DALLAS -- This game was all about the Mavericks’ pride, not their puny playoff chances.
A box score from Sunday’s blowout loss in Houston was printed out and taped on the whiteboard in the front of the home locker room at the American Airlines Center. The Western Conference standings weren’t in sight.
Several eye-popping numbers were circled in red ink, including the Rockets’ shooting percentages and the point totals of James Harden, Jeremy Lin and Chandler Parsons. “NOT TONIGHT,” someone scribbled in inch-high letters.
Shawn Marion, a proud member of the endangered species known as the 2011 NBA champion Dallas Mavericks, played a major role in making sure those words came true, scoring 22 points and answering the challenge as a crunch-time stopper in the Mavs’ 112-108 rebound win Wednesday night over the Rockets.
“They embarrassed us as a team,” Marion said. “That’s what it boils down to.

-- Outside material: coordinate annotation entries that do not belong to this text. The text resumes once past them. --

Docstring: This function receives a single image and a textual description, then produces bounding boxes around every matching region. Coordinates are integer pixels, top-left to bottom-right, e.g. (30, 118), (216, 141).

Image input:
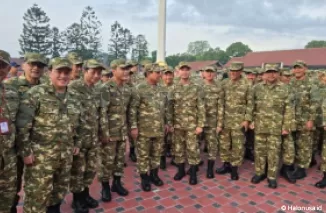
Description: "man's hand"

(196, 127), (203, 135)
(24, 154), (35, 165)
(130, 128), (138, 140)
(73, 147), (79, 155)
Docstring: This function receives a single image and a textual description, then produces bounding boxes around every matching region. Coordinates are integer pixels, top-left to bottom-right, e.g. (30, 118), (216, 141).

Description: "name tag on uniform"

(0, 118), (10, 135)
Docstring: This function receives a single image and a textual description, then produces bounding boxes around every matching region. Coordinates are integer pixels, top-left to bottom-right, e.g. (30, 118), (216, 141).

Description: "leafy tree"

(226, 42), (252, 57)
(19, 4), (52, 56)
(304, 40), (326, 49)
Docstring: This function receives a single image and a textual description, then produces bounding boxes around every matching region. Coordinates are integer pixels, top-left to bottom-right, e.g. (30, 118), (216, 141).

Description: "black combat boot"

(71, 192), (89, 213)
(160, 155), (166, 169)
(315, 172), (326, 189)
(267, 179), (277, 189)
(189, 165), (198, 185)
(280, 164), (296, 183)
(140, 173), (152, 192)
(206, 160), (215, 179)
(150, 168), (164, 186)
(231, 166), (239, 180)
(251, 174), (266, 184)
(129, 147), (137, 163)
(46, 203), (61, 213)
(111, 176), (129, 196)
(174, 163), (186, 180)
(292, 167), (307, 180)
(84, 187), (98, 209)
(216, 162), (231, 175)
(101, 182), (112, 202)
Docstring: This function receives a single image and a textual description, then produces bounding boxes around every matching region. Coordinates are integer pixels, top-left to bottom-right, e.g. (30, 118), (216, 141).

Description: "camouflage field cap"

(203, 66), (217, 72)
(49, 57), (72, 70)
(229, 61), (244, 71)
(293, 60), (307, 68)
(179, 62), (191, 69)
(0, 50), (10, 65)
(24, 53), (47, 65)
(163, 66), (174, 73)
(264, 64), (280, 72)
(84, 59), (105, 70)
(145, 63), (165, 72)
(67, 52), (83, 64)
(110, 59), (132, 69)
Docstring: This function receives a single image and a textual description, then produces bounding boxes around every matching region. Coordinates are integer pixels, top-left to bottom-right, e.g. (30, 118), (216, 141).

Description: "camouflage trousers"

(99, 140), (126, 182)
(255, 134), (282, 180)
(0, 149), (17, 212)
(220, 129), (245, 166)
(24, 147), (73, 213)
(173, 129), (200, 165)
(204, 127), (218, 161)
(70, 147), (98, 193)
(137, 134), (164, 174)
(282, 134), (295, 166)
(293, 130), (313, 169)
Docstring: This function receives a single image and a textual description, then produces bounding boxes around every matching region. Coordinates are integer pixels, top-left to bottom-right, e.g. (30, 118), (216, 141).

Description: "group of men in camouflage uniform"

(0, 47), (326, 213)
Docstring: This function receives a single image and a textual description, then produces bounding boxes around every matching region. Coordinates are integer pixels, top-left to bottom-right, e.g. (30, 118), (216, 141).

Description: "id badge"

(0, 118), (10, 135)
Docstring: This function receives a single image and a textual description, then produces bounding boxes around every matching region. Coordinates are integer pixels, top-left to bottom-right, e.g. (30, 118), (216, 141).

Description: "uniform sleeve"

(197, 86), (206, 128)
(217, 86), (225, 128)
(99, 86), (110, 139)
(244, 86), (255, 122)
(16, 90), (39, 157)
(128, 87), (140, 129)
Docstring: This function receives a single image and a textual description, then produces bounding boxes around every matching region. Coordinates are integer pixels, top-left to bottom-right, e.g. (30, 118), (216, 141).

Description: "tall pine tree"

(19, 4), (52, 56)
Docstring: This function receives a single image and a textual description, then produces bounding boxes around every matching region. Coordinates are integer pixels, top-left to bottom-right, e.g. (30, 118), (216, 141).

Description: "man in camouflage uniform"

(246, 64), (293, 188)
(5, 53), (47, 211)
(167, 63), (206, 185)
(99, 59), (131, 202)
(16, 58), (82, 213)
(67, 52), (83, 81)
(289, 60), (317, 179)
(129, 64), (167, 192)
(315, 71), (326, 189)
(160, 67), (176, 169)
(216, 62), (251, 180)
(69, 59), (106, 212)
(0, 50), (19, 213)
(202, 66), (224, 179)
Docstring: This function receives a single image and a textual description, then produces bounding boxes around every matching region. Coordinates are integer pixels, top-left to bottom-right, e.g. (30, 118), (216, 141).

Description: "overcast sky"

(0, 0), (326, 56)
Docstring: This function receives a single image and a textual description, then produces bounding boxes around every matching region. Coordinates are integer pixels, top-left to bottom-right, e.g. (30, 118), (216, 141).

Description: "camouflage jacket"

(100, 81), (131, 140)
(0, 83), (19, 156)
(202, 81), (224, 128)
(129, 82), (167, 137)
(167, 81), (206, 130)
(222, 78), (252, 129)
(16, 84), (82, 157)
(69, 79), (100, 148)
(289, 77), (317, 130)
(246, 82), (294, 135)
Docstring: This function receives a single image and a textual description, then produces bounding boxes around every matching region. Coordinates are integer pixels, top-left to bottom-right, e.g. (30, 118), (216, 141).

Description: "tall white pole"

(157, 0), (166, 62)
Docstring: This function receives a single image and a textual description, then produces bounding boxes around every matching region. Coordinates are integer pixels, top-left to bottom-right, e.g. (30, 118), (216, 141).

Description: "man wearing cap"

(245, 64), (293, 188)
(99, 59), (131, 202)
(0, 50), (19, 213)
(216, 62), (251, 180)
(8, 62), (20, 78)
(202, 66), (224, 179)
(67, 52), (83, 80)
(129, 63), (168, 192)
(16, 58), (83, 213)
(289, 60), (317, 179)
(160, 67), (176, 169)
(167, 62), (206, 185)
(4, 53), (47, 209)
(69, 59), (106, 212)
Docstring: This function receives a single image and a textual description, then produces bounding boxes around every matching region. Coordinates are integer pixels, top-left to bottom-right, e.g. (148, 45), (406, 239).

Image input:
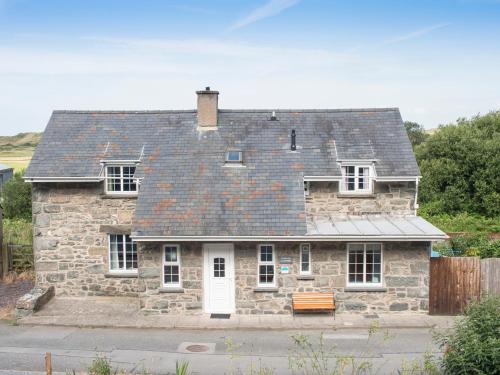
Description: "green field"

(0, 133), (42, 171)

You win and lose as a team, but you’ve got to have some kind of pride in you to go out and compete.
“Sometimes, you can go out there and some teams are just better than you; it is what it is. But that don’t mean you can’t go out there and compete. But when you can go down the whole line and you can just tell everybody was a half-step slow, it’s a different story.”
The Mavs had three days to think about their nightmare in Houston. They emerged as an obviously motivated team, with Marion setting the tone with 12 points in the first quarter and propelling the Mavs to a nine-point lead.

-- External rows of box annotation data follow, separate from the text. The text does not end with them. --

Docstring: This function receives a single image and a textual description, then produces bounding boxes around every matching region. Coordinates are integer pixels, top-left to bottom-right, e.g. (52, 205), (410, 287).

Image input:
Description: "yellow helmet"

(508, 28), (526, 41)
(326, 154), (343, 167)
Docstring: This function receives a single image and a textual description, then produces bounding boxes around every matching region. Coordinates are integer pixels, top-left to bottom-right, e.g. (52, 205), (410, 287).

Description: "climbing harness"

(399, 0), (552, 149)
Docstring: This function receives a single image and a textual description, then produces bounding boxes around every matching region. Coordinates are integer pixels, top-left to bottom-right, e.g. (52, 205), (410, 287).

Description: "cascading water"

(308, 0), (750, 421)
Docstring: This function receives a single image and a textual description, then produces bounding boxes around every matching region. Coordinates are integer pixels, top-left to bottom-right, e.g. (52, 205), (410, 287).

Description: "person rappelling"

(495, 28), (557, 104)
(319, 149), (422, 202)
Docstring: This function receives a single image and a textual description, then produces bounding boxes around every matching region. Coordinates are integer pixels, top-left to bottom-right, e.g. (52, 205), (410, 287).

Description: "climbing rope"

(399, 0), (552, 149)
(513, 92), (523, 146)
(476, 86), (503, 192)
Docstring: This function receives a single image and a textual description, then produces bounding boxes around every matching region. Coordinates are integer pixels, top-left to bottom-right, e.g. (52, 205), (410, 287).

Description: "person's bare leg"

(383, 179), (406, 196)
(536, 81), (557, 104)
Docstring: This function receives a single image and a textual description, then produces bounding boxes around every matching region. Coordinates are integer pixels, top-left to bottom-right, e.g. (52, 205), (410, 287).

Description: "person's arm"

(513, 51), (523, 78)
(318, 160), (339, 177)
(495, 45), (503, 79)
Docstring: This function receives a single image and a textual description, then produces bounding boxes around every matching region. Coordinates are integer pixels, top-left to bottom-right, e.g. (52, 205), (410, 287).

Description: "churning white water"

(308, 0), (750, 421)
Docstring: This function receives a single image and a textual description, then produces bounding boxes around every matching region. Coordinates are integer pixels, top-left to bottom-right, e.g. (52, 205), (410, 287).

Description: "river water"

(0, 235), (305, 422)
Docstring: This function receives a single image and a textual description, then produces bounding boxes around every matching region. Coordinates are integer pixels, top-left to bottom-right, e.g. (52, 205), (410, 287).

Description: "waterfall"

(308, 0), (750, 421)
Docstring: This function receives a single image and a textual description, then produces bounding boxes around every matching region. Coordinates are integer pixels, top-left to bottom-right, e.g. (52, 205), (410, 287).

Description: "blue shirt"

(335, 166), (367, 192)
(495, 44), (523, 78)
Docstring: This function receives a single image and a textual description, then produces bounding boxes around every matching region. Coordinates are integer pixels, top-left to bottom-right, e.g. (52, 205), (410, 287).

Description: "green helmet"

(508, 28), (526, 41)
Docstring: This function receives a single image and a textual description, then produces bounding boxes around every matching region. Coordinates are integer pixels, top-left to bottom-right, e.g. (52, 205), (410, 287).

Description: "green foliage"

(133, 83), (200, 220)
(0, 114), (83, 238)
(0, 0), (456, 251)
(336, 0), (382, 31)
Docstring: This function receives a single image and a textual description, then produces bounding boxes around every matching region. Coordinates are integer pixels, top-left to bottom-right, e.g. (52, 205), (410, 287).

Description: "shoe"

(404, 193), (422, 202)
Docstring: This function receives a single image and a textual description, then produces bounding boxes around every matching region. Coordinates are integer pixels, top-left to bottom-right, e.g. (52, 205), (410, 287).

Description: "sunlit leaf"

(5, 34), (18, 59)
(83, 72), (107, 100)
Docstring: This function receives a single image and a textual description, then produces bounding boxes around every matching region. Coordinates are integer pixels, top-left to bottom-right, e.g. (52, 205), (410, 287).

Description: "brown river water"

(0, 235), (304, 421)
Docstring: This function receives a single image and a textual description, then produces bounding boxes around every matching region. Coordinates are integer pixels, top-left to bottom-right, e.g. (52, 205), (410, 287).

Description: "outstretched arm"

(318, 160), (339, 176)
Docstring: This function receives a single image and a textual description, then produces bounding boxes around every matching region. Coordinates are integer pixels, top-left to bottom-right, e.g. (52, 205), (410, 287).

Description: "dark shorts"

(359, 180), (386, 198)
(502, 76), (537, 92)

But it became a back-and-forth game that wouldn't be decided until the final minute.
With the Mavs protecting a two-point lead, everybody in the building knew that Harden was getting the rock. And it was just as predictable that Marion, the man who spearheaded Dallas’ defensive effort against Kobe Bryant, Kevin Durant and LeBron James during the Mavs’ miracle title run, would be within breathing room of Harden’s famous beard.
Could Marion come up with a critical stop -- or two -- against the NBA’s fifth-leading scorer?
“Of the whole team, I’ll take Trix [Marion] on him, for sure,” Dirk Nowitzki said. “He did a great job on him tonight. We feel like he’s our best defender on the perimeter, period. He’s long, he’s still got quickness, he’s smart, he’s got good hands. If we take anybody, we’ll take Trix on him, and I thought he did a great job.”
Marion did well enough to win. He harassed Harden into a tightly contested stepback 3 that barely grazed the bottom of the rim with 29.9 seconds remaining.
Harden got one more shot when it was ruled Rockets ball after it bounced out of bounds. Marion got caught up on a pick, but he fought through it and got some help by high-rising big man Brandan Wright, whose challenge at the rim caused Harden’s driving layup attempt to fall short.
Harden finished the game with 28 points, but he was just 5-of-17 from the floor. And he was 0-for-2 when it mattered most and Marion was on him.
“I’m going to be in his face,” Marion said. “He’s going to have to hit a hell of a shot on me. That’s it.”
That’s the way a competitor who prides himself on defense rolls. Especially when he was embarrassed just a few days earlier.